If you think something should be listed here, you can be bold and add it, however, please explain why it would be a concern, preferably with evidence to avoid sounding like it's pure speculation. You can add your own notes on listed issues. If in doubt about something, such as whether a concern is valid, please use the talk page to ask questions.

Please keep all concerns written as more-or-less neutral reports.

Non-English communities and custom system messages

UCP will involve custom code written specifically for Fandom. Some of that code will implement user-facing features that use custom text messages visible to users. Fandom and Gamepedia both have many non-English communities, but the messages will be written in English first and translated to other languages later.

On Gamepedia, there was no staff effort to localize system messages. All translation had to be performed by users, who had to use the rather inconvenient method of editing localization JSONs directly and submitting merge requests on GitLab[2]. This has led to issues such as an error in the translated JSON crashing Gamepedia's staging environment if that language was chosen.[3] For these reasons, as well as probably some others, it was considered to switch to some other translation setup,[4], however, this ended up outmoded by UCP.[5]

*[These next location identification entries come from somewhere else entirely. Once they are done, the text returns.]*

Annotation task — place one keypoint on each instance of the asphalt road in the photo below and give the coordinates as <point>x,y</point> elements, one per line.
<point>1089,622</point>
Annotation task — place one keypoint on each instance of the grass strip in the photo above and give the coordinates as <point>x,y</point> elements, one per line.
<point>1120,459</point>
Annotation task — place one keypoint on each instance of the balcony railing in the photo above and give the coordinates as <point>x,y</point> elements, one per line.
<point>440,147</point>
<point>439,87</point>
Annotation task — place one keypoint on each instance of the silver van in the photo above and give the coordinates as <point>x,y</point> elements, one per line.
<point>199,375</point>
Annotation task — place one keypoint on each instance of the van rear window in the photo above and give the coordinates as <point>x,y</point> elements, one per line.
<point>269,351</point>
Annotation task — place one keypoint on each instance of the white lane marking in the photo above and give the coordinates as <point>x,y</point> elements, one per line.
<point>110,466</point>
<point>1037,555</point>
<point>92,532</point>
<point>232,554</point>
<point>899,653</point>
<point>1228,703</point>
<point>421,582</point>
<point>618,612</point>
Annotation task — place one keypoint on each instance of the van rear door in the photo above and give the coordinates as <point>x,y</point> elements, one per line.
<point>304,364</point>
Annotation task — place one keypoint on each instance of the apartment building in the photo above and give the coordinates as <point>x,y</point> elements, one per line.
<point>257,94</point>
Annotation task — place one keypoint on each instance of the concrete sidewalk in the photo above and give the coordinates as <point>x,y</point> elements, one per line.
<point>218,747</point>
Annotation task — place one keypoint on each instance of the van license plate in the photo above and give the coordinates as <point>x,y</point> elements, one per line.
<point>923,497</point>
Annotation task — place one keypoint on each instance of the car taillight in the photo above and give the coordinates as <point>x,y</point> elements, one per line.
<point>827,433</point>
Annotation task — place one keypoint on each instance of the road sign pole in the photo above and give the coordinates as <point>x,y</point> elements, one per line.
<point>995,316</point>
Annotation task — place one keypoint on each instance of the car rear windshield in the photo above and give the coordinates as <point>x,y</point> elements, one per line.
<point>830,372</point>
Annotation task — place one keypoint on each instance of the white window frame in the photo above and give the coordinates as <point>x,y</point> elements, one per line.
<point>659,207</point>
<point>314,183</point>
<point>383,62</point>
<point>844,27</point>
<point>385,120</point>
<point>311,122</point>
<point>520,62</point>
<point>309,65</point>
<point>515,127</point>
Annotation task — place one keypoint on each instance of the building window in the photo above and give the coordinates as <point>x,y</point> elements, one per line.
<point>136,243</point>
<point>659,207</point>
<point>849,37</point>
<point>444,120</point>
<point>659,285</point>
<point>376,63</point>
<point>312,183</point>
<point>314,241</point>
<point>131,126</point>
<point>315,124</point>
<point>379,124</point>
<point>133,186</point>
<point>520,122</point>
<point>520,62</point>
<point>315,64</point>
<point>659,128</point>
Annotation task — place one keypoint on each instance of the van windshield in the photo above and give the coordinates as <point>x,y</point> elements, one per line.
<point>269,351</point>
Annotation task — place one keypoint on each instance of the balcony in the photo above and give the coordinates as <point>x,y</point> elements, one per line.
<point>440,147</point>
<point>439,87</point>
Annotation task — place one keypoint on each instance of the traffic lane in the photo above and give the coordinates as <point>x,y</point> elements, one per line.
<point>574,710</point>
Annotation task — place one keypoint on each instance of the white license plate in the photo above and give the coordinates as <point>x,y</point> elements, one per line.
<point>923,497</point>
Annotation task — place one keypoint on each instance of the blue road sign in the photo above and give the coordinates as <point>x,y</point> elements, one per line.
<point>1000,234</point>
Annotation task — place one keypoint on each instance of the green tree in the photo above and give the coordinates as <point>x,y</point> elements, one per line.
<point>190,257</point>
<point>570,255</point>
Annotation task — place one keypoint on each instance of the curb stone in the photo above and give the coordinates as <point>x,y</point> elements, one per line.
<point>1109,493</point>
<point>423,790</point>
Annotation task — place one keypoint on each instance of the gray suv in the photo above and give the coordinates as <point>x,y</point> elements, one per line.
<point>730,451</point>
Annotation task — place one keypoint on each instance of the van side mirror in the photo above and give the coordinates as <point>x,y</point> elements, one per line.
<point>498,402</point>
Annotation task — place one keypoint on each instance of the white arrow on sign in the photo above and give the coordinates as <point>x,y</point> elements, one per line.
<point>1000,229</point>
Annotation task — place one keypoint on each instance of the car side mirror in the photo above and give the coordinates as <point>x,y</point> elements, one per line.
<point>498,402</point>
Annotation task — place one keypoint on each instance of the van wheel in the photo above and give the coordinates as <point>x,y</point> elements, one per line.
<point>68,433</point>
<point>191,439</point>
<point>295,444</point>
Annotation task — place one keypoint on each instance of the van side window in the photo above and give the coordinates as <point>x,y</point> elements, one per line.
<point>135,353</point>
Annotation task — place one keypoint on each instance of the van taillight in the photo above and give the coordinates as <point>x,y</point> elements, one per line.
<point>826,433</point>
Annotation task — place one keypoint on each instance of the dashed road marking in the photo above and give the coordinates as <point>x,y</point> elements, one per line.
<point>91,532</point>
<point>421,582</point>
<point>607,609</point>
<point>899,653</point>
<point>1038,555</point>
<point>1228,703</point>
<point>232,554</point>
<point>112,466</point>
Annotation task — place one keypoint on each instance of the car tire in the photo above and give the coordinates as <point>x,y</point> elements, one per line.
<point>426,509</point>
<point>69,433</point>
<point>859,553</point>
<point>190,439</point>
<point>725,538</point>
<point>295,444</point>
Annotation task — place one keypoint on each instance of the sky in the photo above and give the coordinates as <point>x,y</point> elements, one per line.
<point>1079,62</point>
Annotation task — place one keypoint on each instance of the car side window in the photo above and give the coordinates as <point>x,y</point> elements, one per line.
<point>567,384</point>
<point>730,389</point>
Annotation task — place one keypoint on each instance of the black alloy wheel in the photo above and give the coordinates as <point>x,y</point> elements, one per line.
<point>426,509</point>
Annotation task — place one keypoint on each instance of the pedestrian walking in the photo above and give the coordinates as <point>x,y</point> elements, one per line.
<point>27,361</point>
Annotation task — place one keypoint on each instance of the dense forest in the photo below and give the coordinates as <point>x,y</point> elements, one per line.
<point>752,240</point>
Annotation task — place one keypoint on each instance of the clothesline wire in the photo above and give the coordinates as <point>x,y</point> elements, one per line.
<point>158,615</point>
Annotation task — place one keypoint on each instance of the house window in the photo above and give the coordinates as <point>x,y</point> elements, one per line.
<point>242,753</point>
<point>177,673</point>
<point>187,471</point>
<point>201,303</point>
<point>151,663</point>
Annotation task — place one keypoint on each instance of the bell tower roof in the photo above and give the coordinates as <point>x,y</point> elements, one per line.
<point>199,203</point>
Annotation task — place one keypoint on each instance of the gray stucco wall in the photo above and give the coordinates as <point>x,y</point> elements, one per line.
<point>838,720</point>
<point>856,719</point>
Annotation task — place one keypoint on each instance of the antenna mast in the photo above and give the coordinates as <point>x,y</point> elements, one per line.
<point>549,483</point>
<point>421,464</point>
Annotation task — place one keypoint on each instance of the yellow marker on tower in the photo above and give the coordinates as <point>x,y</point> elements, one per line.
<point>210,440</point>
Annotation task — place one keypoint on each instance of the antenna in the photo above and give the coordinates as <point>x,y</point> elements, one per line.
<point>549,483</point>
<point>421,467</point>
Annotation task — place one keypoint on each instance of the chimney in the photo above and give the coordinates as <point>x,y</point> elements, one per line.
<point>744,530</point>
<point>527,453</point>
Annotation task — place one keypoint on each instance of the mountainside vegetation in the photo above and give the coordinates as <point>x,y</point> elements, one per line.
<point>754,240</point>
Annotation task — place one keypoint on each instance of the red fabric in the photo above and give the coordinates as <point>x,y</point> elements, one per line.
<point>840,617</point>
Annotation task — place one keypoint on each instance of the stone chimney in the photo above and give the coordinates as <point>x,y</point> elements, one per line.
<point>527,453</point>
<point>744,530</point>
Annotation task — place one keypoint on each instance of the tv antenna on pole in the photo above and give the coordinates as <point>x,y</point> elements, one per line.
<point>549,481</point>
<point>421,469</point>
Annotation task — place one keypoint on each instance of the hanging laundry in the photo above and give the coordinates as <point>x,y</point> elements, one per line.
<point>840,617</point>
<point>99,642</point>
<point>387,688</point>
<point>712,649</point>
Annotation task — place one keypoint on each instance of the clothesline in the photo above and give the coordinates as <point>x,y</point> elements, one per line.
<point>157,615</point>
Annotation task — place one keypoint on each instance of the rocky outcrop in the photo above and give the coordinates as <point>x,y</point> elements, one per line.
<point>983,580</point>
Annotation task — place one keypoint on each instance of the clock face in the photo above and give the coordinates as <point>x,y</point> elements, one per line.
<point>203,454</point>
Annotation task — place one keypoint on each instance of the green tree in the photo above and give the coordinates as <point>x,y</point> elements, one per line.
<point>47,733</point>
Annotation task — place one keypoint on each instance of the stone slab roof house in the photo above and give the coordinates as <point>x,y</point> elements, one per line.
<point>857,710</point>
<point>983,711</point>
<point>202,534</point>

At the moment, UCP actually includes translations for some officially supported languages, apparently pre-written by staff-approved parties. Should, however, users take issue with one of the translations, they need to write an issue report to staff using a very complex procedure. Additionally, support is provided only for a small number of languages[6] (which, admittedly, take the majority of Fandom and Gamepedia's non-English communities)[7]

The concerns raised from the Gamepedia side[8] involved that there will be far less input from community members regarding translations, that there will be no global translations for languages staff do not support, that support for a language may be dropped, and that there will be no public repositories where code (including localization files) would be shown. According to the staff response,[9] a proposal has been made, but not yet discussed, to address the issues, and a solution is supposed to be implemented before UCP is fully released. Without this proposal, languages outside the Top 10 may remain without translation overwrites.[10] (As for the code repositories, staff have announced their intent to make them public.[11])

It is unlikely Crowdin will become accessible to editors. Not only inviting them will be a very difficult procedure, there is no way to separate NDA strings from non-NDA strings in the Crowdin setup.[12] This has prompted concerns that errors may become no longer fixable easily if at all.[13]

As an additional concern, some messages are added to the page using a less usual mechanism, cannot be linked to system messages[14] and/or override the user's language preference by forcing the wiki language.[15]

Notes

  1. A cynical view on the topic is that simply not enough admin-hours were invested into Gamepedia to create the precedents of abuse that would have led to all Gamepedia admins losing some of the permissions. This is somewhat corroborated by that manual adjustment of WikiPoints was revoked from everyone after one case of an admin assigning 2 billion points to themself. And an admin vandalising a staff member's profile resulted in two tickets on GitLab asking for that feature to be restricted to global groups.